While the frustration of nurses is understandable, there is little doubt that patient care will be further compromised by this action. But, perhaps, that is the point the INMO is trying to make to force HSE management and the Government to face up to the crisis in our acute health service.
The uncomfortable fact is that the system is not just under strain but on the point of total collapse. If emergency care in the health service was a patient it would be in intensive care and on the brink of flatlining.
Much has been promised by successive governments and health service managers over the past 10 years but, despite this, the overcrowding situation is deteriorating further.

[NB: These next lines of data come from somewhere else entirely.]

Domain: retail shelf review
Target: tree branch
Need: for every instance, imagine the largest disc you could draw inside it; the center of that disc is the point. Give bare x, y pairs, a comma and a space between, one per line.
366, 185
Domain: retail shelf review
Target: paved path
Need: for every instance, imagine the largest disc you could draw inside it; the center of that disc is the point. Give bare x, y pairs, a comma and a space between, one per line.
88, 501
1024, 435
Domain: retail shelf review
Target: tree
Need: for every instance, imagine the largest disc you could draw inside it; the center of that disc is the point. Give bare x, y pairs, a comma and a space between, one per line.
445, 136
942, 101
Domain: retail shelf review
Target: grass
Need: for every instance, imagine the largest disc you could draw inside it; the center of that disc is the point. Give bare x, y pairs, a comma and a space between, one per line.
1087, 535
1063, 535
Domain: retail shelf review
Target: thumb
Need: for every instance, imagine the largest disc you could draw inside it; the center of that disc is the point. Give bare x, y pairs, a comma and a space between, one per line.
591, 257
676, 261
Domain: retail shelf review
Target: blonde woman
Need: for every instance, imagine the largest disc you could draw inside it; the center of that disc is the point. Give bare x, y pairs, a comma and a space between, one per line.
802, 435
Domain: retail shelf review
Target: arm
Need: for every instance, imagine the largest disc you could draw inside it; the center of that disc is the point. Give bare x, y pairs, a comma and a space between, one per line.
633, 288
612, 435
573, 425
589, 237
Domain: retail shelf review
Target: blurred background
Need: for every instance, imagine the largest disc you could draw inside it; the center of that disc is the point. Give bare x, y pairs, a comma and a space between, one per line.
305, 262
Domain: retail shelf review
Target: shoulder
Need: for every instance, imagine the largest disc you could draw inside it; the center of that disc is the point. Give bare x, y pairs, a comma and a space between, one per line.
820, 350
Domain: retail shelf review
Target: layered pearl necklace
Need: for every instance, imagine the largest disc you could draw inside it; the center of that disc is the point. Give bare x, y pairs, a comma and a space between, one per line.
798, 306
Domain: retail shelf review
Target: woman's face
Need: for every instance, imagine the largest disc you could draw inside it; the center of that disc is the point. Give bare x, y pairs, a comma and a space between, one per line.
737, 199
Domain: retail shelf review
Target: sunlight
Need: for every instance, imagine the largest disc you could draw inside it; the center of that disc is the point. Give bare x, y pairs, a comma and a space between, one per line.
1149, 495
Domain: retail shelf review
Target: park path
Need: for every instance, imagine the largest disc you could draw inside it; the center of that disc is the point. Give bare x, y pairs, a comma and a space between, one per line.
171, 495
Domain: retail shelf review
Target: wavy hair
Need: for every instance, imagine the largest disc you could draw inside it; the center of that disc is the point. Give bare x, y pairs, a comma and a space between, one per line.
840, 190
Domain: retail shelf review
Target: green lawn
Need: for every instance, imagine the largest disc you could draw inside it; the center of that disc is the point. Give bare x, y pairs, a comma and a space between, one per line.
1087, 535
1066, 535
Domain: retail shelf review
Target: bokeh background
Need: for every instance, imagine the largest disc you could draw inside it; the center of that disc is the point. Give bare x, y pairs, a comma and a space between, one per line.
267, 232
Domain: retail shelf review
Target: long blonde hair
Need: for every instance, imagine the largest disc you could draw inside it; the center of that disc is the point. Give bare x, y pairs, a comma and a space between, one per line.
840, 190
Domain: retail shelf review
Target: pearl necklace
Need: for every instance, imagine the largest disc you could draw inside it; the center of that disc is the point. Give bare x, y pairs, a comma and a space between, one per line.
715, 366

So will making matters worse make things better?
According to the INMO, the campaign of industrial action is necessary as a direct result of the failure of the Government and health service management over many years to recognise the overcrowding crisis and to allocate the necessary resources to properly address it.
In the most recent ballot, more than 92% of members voted in favour of taking industrial action, involving the withdrawal of labour, saying they have simply had enough of broken promises.
The problem, though, is not so much lack of recognition of the overcrowding crisis but the failure to put into effect proper measures to tackle it.
Former Taoiseach Brian Cowen once described the health ministerial brief as ‘Angola’. Cynical and all though that characterisation may seem, he had a point. Being made health minister is a bit like the blooding of greyhounds in coursing. You don’t get to choose it but to endure it.
Many very able politicians have come to grief as ministers for health, among them, Cowen himself, Mary Harney and, more recently, James Reilly, who did not enjoy the life associated with that name.
The HSE and the Government argue that things are improving, and that the overcrowding situation is set to improve as 150 to 200 beds are expected to open by the end of the month. They also point to the fact that October figures showed there were 730 more nurses than last year.
That response sounds quite reasonable but very confrontational. With the INMO gunning for a strike and health service management accusing them of spin, the omens are not good for sensible discussions to take place.
Even the most intractable problems can by solved by engagement.